New analyses have now been added to address this concern. We now include an analysis based on linear models and multi-model inference where we explicitly model the relationship between the various habitat variables and the group structure parameters to reveal which features best predict group-level properties (see Figure 6). Our results supplement the trends observed from the original histograms in which we presented how group shapes varies with habitat context. The additional results now also clarify the relative importance of these effects. Most importantly, the results reveal that habitat influences on group structure consistently outweigh the influence of time of day. We thank the reviewer for this suggestion, which has led to a very nice addition to our manuscript.
Similarly, it is not clear why you have compared environmental contexts for roads and environmental density but not for other variables.
We now include an analysis of how “path density” (the fraction of the area within the convex hull of the group that is covered by paths) impacts group-level properties. We present both the one and two-dimensional histogram analyses for path density, as well as including these in the modeling analysis described above. We find that group speed, spread, directedness, polarization, elongation, and tilt all increase in areas with many paths (see Appendix 1—figure 17 and 21 for the histogram analysis and Figure 6 for the modeling analysis).

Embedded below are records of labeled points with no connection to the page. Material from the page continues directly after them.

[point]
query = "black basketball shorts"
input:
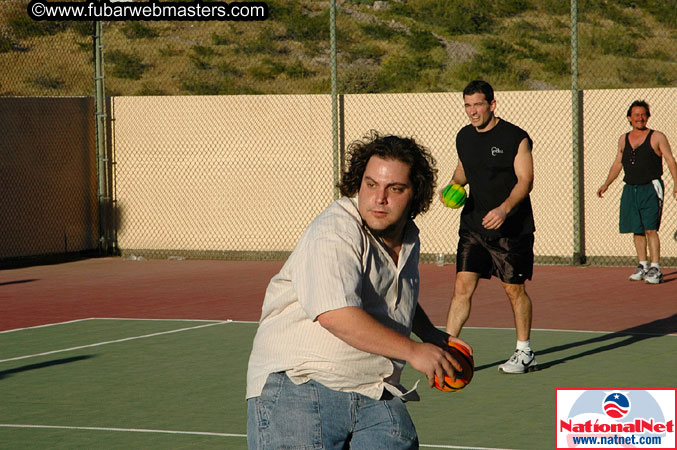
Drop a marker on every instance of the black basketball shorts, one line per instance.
(509, 258)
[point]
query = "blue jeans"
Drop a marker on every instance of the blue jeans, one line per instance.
(312, 416)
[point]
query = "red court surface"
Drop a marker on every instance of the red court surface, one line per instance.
(564, 297)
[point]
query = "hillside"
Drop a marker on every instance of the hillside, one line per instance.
(383, 46)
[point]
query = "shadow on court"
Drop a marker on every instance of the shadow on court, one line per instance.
(7, 283)
(669, 277)
(42, 365)
(629, 336)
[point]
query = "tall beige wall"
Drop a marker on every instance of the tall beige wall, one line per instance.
(47, 176)
(248, 173)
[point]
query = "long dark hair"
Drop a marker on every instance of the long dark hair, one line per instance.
(422, 171)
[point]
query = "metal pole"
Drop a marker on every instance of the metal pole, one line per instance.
(100, 130)
(334, 98)
(577, 144)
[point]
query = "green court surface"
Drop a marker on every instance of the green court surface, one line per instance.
(153, 384)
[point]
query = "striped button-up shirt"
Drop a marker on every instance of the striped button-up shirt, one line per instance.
(337, 263)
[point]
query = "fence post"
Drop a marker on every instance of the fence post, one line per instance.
(102, 161)
(334, 99)
(577, 144)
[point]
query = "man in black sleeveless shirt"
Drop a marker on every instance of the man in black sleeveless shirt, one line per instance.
(640, 155)
(496, 235)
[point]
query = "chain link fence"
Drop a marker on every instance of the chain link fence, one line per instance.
(47, 163)
(222, 132)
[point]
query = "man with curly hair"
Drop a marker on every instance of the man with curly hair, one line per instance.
(333, 338)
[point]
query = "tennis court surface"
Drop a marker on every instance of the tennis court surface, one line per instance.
(114, 353)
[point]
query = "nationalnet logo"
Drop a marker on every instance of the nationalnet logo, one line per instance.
(616, 418)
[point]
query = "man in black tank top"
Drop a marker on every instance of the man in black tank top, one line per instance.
(640, 155)
(496, 235)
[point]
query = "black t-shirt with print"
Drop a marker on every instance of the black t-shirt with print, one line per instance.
(488, 160)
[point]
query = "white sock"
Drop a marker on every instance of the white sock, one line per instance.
(525, 346)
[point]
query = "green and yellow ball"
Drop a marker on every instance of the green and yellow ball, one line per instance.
(453, 196)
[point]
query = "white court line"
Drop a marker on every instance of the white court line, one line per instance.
(256, 322)
(199, 433)
(45, 325)
(98, 344)
(128, 430)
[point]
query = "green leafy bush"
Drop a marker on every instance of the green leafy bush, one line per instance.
(453, 16)
(138, 30)
(125, 65)
(422, 41)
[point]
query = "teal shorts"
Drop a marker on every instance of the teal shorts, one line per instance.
(641, 207)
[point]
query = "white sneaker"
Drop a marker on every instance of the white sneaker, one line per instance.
(638, 274)
(653, 276)
(519, 362)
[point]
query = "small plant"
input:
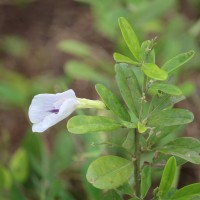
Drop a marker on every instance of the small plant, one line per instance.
(148, 119)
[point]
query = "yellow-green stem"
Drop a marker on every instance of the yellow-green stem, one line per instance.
(137, 176)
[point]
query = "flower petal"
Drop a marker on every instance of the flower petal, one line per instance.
(43, 103)
(39, 107)
(38, 128)
(66, 109)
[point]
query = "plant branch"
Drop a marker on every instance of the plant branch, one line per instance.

The leader – follower measure seems largely disconnected from issues of resource availability. Does this imply that baboons are ecologically extreme in some sense such that group cohesion consistently trumps concerns about resource exhaustion and trailing individuals 'losing out' to those they follow through the landscape? Such issues of resource access relative to intra-group position are a fundamental tenet in other studies of the movement of primate groups. Alternatively, are the landscapes simply so lush that there is no risk of resource limitation among group members? Your reviewers would like to see some explanation for this primacy of group cohesion over other considerations.
The reviewers raise an interesting point about the relationship between the “recently used space” predictor and issues of resource availability. Unfortunately, with our current data we cannot directly address the issue of resource distribution, nor how these resources may deplete as baboons move through the landscape. However, we have added a more in-depth discussion of this result (in the Discussion section), where we consider a set of hypotheses as to why this effect comes out as so important. We also suggest future work which could help discriminate among these ideas:
“Our analysis also uncovers a primary role of social interactions – in particular a baboon’s tendency to follow at a very fine scale where others have gone before – in shaping individual movement decisions. […] Regardless of the explanation, baboons’ tendency to follow in the footsteps of others is likely to have consequences for the aggregate space use patterns of baboon troops, with troops making use of a smaller portion of the area within their surroundings than would be naively expected if individuals were moving more randomly within the troop’s boundaries, which in turn could alter their impact on the environment around them.”
There is a concern about the short time-duration of their analyzed tracking data. You might include more discussion of why the significant habitat parameters may be biologically important for baboons, more background on the socioecology of olive baboons, and address what could be added with a longer study period.
We have now included more background on olive baboons (see Introduction) as well as more biological interpretation of our findings and a discussion of the limitations of our current study and what insights future work, including longer-term monitoring, might bring (see the Discussion section and various other changes throughout).